JM Blanquer retient quelques propositions des Etats généraux du numérique
Si les Etats généraux du numérique avaient été imaginés et construits pour être un événement phare de la communication institutionnelle, on peut dire que c’est raté. L’aggravation de la situation sanitaire, les mouvements dans les lycées et collèges, l’insécurité ambiante ont fortement réduit l’attractivité de l’événement où on n’a d’ailleurs pas croisé d’enseignants. Les Etats généraux ont produit une quarantaine de propositions et le ministre a annoncé en retenir quelques unes.

Des idées qui n’ont jamais marché

Les 40 propositions des Etats généraux du numérique sont pour la plupart sans surprise tant elles avaient été préparées par des rapports parlementaires ou tant elles sont des marronniers de l’éducation nationale.

Commençons par la proposition la plus sympathique : la création d’un "compte ressources et services numériques pour chaque enseignant". L’idée, venue d’Angleterre, c’est de créer un marché du numérique éducatif en donnant aux enseignants utilisateurs des moyens pour consommer ces produits. Ca semble efficace et intéressant pour les enseignants. Mais cela a déjà été testé en 2010 par Luc Chatel et son Dgesco de l’époque. Et les crédits alloués n’ont jamais été dépensés par les enseignants destinataires de la mesure. Cela malgré les réels besoins numériques des enseignants. C’est que le compte ressource se situe dans une institution qui a ses règles et sa structure hiérarchique. En fait les moyens donnés n’arrivent jamais à l’utilisateur final. La proposition inclut cette contradiction dans sa rédaction. Il y est question de ressources directement pour le professeur et en même temps de laisser des instances choisir...

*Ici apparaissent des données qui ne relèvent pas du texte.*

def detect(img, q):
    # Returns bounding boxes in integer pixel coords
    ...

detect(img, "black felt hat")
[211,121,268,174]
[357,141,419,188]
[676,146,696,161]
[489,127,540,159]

Autre proposition ancienne : garantir un socle numérique minimal pour les écoles. Il y a en effet de très forts écarts entre les communes. Cela serait possible si l’Etat prenait la dépense à sa charge. Mais il ne peut ordonner la dépense aux collectivités locales qui, si elles payent, doivent avoir le droit de choisir.

Autre vieille lune : la plate forme regroupant toutes les ressources éducatives. Cela a été promis et réalisé plusieurs fois mais cela échoue toujours car les éditeurs ont intérêt à controler l’accès à leurs ressources et le fonctionnement bureaucratique d’une telle plateforme ne va pas avec la culture de l’édition.

Une idée neuve

Une idée réellement neuve pourrait être retenue pendant ce confinement. Celle du Pass connexion : un accord avec les opérateurs internet permettrait de ne pas prélever sur le forfait des élèves défavorisés la connexion et le téléchargement sur des sites éducatifs. Cela a été testé durant le dernier confinement dans plusieurs départements et cela peut réduire la fracture numérique.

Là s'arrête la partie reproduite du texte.